What made the event even more special was the fact that Jo held her first public Rose session after dinner, and was well received. Rose opened with some comments and then opened the floor to questions. It lasted just over an hour, and we’ll transcribe the session and make it available in the coming weeks, along with some pictures and video.

Finally, I wanted to include links to a special DVD I made to honor Joanne and her transition into the Crone stage of her life. We weren’t able to watch it at the ceremony due to a technical glitch, so I wanted to make it available because it further expresses the way of spirit we brought to this wonderful rite of passage.

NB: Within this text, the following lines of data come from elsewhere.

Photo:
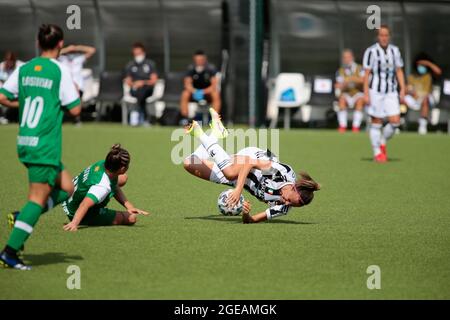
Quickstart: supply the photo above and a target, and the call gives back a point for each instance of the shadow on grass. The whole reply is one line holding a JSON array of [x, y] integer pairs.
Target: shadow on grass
[[239, 220], [389, 159], [50, 258]]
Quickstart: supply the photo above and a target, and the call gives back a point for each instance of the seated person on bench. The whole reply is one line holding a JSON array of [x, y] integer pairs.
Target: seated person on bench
[[200, 84]]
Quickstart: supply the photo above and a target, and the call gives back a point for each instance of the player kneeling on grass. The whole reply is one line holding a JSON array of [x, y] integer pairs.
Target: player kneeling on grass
[[94, 186], [256, 170]]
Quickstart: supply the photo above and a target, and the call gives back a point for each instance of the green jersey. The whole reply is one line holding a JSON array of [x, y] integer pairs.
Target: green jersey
[[44, 87], [94, 183]]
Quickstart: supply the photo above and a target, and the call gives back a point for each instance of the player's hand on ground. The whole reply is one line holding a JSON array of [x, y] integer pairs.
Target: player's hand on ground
[[247, 207], [233, 198], [137, 211], [71, 226], [138, 84]]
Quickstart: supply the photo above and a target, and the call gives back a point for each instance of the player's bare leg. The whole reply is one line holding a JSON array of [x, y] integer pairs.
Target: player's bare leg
[[376, 139], [358, 115], [388, 132], [423, 121], [124, 218]]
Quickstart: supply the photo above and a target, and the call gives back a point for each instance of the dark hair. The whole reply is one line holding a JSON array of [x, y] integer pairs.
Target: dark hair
[[305, 187], [199, 53], [383, 26], [139, 45], [49, 36], [10, 60], [117, 158]]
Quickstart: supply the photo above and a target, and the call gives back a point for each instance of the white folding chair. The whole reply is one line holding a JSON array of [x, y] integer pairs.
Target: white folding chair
[[294, 85]]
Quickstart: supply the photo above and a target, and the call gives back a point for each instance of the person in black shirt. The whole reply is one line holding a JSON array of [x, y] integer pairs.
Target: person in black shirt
[[200, 84], [141, 76]]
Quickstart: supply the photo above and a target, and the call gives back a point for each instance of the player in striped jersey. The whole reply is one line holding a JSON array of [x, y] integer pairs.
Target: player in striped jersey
[[256, 170], [383, 73]]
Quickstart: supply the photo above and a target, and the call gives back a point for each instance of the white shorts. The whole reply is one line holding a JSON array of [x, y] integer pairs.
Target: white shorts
[[416, 103], [383, 104], [253, 152], [351, 100]]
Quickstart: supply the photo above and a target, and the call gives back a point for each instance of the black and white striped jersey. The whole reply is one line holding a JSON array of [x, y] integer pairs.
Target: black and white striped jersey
[[383, 63], [266, 186]]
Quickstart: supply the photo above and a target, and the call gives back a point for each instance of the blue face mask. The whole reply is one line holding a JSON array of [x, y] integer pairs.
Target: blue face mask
[[421, 69]]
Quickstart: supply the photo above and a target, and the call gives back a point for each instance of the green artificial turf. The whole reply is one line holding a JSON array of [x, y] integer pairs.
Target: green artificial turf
[[394, 215]]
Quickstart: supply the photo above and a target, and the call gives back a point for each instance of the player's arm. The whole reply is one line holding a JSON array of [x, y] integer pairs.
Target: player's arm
[[434, 67], [4, 101], [270, 213], [366, 85], [259, 217], [75, 111], [81, 212], [401, 83], [68, 94], [212, 87], [10, 90], [122, 199]]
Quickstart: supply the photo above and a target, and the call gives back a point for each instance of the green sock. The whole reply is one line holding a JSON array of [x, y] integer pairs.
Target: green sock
[[28, 217], [56, 197]]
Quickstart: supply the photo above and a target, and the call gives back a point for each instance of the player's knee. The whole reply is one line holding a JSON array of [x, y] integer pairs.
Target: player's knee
[[230, 173], [187, 163], [122, 180], [132, 219]]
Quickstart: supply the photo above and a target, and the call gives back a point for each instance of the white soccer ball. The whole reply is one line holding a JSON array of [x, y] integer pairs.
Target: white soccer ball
[[223, 207]]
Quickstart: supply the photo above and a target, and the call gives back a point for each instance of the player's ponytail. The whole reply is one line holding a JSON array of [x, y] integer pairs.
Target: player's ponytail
[[117, 158], [305, 187], [49, 36]]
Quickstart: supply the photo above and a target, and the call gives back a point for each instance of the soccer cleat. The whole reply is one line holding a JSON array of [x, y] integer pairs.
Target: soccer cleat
[[194, 129], [380, 158], [12, 217], [217, 126], [10, 261]]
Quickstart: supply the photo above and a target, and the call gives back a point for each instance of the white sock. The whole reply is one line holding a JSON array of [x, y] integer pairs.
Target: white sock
[[389, 131], [423, 122], [357, 118], [215, 151], [375, 137], [342, 118]]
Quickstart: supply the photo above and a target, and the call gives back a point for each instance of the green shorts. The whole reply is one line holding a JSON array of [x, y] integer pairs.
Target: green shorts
[[97, 217], [42, 173]]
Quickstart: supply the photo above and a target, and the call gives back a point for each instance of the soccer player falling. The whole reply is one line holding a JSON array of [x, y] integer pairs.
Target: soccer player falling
[[256, 170], [45, 89], [94, 187], [383, 62]]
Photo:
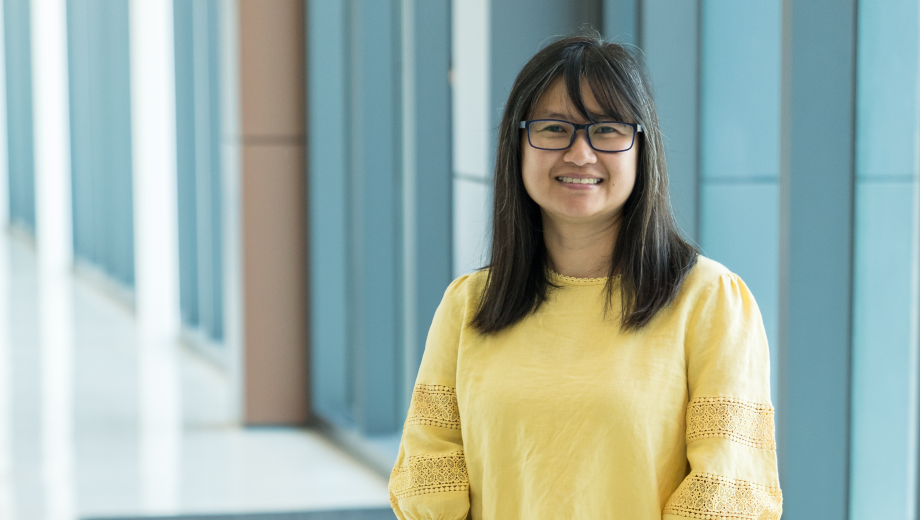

It’s called A Kiss for a Crone, and consists of various pictures we’ve taken in the past two years on vacations in California and Maui, as well as some Kosmic images that express the imagery in the lyrics of the original song by Seal.
Broadband (Best Viewed in Windows Media Player):
http://www.cafemuse.com/newworldview/videos/Kiss_for_a_Crone.mpg
56K Modem (Real Video):
http://www.cafemuse.com/newworldview/videos/Kiss_for_a_Crone.rv
(Most of the above pictures were shot by Gail Becker who also made Jo a lovely album and presented them to her a couple days later. Thanks Gail!)